Sure, Unicorns are adorable and hip these days, but why see yourself as a middling tech startup valued in the single digit billions when you can aim even higher?
If Snapchat can get a $12 billion valuation for helping people make their dick pics disappear, why can't you try to more than double that if your startup actually deals with, like, money?
Right, online lender SoFi?
The company raised $1 billion in September, helping establish Mike Cagney's endeavor as one of the best-funded startups in Silicon Valley.
The fund-raising was the biggest financing round by any company in the fintech industry.
Cagney is taking SoFi up against online lenders and brick-and-mortar banks alike — and pursuing a $30 billion valuation.
Three. Zero... Billion.
"We have a path that we're executing against, and it's around the idea that these are things, we think, [will] get us to a $30 billion valuation," he said in an interview with Business Insider.

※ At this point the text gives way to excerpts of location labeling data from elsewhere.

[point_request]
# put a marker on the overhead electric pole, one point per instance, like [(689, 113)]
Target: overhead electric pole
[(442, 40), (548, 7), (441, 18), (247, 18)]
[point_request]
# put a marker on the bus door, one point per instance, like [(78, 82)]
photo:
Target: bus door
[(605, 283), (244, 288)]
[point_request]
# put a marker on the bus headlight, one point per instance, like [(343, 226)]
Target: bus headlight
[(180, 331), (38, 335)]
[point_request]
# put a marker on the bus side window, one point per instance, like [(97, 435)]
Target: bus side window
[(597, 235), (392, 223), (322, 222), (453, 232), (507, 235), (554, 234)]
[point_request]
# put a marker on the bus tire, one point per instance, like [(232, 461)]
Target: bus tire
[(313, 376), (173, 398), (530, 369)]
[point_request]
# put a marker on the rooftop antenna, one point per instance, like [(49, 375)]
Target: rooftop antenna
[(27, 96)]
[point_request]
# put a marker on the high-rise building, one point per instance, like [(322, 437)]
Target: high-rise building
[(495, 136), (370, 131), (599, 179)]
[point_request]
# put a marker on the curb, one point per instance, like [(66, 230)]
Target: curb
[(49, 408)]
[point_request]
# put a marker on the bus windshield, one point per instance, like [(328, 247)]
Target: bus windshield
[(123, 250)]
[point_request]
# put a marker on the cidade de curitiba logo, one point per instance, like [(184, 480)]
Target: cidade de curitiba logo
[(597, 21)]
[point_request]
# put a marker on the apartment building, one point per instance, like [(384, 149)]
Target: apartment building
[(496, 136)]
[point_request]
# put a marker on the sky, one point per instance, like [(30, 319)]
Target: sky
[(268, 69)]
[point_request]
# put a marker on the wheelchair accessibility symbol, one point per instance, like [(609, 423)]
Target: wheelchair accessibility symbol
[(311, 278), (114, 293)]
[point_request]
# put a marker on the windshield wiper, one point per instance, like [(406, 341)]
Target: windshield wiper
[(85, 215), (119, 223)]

Fidelity's recent cynicism notwithstanding, the path to an enormous valuation for a well-known FinTech startup these days seems to go a lot like this:
- Ask for it.
- Get it.
As Cagney tells BI in the story, Dodd-Frank and the culture that surrounds it have made the potential future bright for online lending, and SoFi is already up and running with serious revenue. If Pinterest can raise two Series G rounds at an $11 billion valuation, Cagney can sure as sh!t ask for almost three times that with a straight face... we guess.
But what do we do with nomenclature now? At $30 billion, SoFi is less a "Unicorn" than a dragon spitting per-money investment fire across a landscape littered with doubt and cloud storage plays.